After the loop ends, and your bank account is torched, you get a new set of asbestos + pasta injected into your code base. I don’t take Cherny or Steinberger seriously. I don’t believe their assertions that they never touch any code. They are partly PR people, and to put it bluntly, I just think they are lying. I believe it’s true they mostly don’t do any dirty work, and would want to avoid entirely. But when they say they never read or edit code, does that mean they let someone else in the chain read and clean up the mess? If so, they are still lying, even if they themselves do not do any review directly. They just omitted that someone does. They may not code any longer, but for sure, someone, at this stage, must tap into the code. Their direction is clearly directed towards entities with budgets a mid sized company just doesn’t have. Unless energy becomes free, which it never will, what’s the end game? Even if energy and infrastructure costs go down towards zero, Steinberger will make another post, about loops, with infinite loops, that will ramp up the bill to infinity, even though costs of running the agent is near zero.

Denis Stetskov's avatar

Agreed with each word.

Craig's avatar

Imagine if your water company said you could save money on electricity by putting a hydroelectric generator in your bathtub--all you need to do is run up the water bill, and you'll save so much on your electric bill!

Denis Stetskov's avatar

The whole pitch sells you more of the water you have to run to power the thing.

Milton Soong's avatar

I have two non professional project that my Claude pro account mostly covers. Occasionally it bumps over the weekly limit and I then decide to pay or not depending on what I am doing.

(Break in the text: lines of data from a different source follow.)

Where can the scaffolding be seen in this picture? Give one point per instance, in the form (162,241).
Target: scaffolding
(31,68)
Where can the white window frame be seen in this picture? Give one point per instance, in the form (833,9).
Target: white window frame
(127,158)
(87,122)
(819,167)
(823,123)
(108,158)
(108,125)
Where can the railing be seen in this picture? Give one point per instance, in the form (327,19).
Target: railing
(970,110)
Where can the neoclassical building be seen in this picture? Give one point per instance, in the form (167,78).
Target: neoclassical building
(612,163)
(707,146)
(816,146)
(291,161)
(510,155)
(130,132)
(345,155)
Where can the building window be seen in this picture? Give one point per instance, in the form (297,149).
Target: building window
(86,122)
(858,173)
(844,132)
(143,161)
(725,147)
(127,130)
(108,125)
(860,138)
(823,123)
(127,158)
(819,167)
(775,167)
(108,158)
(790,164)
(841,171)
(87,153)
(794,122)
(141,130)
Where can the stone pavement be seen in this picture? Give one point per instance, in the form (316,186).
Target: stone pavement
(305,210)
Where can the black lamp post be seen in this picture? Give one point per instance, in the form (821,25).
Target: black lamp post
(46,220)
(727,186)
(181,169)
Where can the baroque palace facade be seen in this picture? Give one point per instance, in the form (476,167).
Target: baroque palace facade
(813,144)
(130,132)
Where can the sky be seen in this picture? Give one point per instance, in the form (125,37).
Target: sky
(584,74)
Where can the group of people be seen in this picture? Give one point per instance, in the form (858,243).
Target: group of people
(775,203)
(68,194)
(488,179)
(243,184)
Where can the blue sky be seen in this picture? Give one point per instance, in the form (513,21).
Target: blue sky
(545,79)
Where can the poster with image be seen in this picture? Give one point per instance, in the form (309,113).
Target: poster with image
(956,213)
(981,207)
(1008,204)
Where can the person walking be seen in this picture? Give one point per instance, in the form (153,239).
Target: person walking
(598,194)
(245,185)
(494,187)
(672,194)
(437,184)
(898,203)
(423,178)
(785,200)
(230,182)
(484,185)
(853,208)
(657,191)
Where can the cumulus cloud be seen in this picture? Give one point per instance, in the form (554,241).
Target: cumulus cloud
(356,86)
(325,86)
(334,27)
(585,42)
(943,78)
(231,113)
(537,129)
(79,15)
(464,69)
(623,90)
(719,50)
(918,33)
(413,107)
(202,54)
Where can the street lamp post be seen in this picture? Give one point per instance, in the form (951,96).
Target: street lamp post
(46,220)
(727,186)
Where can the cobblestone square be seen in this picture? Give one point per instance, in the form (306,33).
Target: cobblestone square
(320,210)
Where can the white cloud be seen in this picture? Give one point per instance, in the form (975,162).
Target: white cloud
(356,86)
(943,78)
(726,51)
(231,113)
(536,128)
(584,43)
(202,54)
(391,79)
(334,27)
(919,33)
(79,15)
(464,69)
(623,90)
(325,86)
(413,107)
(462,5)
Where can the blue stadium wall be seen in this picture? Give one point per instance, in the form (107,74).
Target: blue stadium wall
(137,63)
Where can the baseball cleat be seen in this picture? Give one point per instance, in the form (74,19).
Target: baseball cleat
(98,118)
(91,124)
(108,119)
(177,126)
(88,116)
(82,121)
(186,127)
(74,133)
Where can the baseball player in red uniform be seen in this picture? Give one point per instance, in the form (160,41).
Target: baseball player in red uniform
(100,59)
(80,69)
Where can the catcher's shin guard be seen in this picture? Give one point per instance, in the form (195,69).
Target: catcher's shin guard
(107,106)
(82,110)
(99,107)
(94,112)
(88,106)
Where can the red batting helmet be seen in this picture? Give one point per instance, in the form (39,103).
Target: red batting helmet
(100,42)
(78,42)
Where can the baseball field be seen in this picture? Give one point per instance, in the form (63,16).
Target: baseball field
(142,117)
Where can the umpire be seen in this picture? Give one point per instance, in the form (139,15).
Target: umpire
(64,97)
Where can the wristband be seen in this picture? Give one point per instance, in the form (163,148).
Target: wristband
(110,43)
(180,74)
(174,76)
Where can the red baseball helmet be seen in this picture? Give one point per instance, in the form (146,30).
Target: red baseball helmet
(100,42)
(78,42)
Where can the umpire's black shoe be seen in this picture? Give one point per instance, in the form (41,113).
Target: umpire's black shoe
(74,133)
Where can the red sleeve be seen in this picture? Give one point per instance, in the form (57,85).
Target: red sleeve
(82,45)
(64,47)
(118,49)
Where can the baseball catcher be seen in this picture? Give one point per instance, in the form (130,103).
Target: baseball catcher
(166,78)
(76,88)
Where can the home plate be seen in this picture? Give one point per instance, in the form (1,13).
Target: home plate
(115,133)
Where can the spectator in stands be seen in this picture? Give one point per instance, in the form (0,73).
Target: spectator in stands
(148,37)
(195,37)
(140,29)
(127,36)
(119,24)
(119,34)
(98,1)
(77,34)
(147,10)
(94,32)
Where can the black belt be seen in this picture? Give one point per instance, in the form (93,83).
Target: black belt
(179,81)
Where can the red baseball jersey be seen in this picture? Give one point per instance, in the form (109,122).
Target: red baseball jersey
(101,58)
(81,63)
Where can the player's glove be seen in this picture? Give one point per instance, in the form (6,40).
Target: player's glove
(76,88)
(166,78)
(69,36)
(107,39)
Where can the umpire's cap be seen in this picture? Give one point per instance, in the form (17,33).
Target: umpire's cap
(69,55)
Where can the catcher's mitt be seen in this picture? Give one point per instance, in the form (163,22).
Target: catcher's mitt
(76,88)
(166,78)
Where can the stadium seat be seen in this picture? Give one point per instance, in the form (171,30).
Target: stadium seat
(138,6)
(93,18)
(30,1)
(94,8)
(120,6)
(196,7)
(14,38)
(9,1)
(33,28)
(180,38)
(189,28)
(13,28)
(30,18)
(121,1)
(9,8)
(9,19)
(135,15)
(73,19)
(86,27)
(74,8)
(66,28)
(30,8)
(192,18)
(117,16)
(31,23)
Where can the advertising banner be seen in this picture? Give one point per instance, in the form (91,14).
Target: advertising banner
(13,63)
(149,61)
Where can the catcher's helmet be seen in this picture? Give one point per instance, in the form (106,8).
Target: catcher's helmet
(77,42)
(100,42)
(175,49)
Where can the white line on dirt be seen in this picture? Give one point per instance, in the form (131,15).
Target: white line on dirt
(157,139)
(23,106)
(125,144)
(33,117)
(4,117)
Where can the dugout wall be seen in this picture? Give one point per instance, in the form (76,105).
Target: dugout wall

I designed a loop as well to make my life easier, but it’s not launched mainly because there is no capability in the loop (afaik) to “continue if I have > x% of my usage left, else send me a discord’s message and stop). If I am a cynic I would even say they deliberately NOT provide that capability for a reason.

Denis Stetskov's avatar

Yeah, and that missing stop is the whole problem. "Keep going if I have more than X percent left, else ping me and stop" is a few lines of client-side code. The weird part is the vendor never gives you that out of the box. I won't say they do it on purpose, but it reads strange that the one knob that caps your spend is the one nobody ships.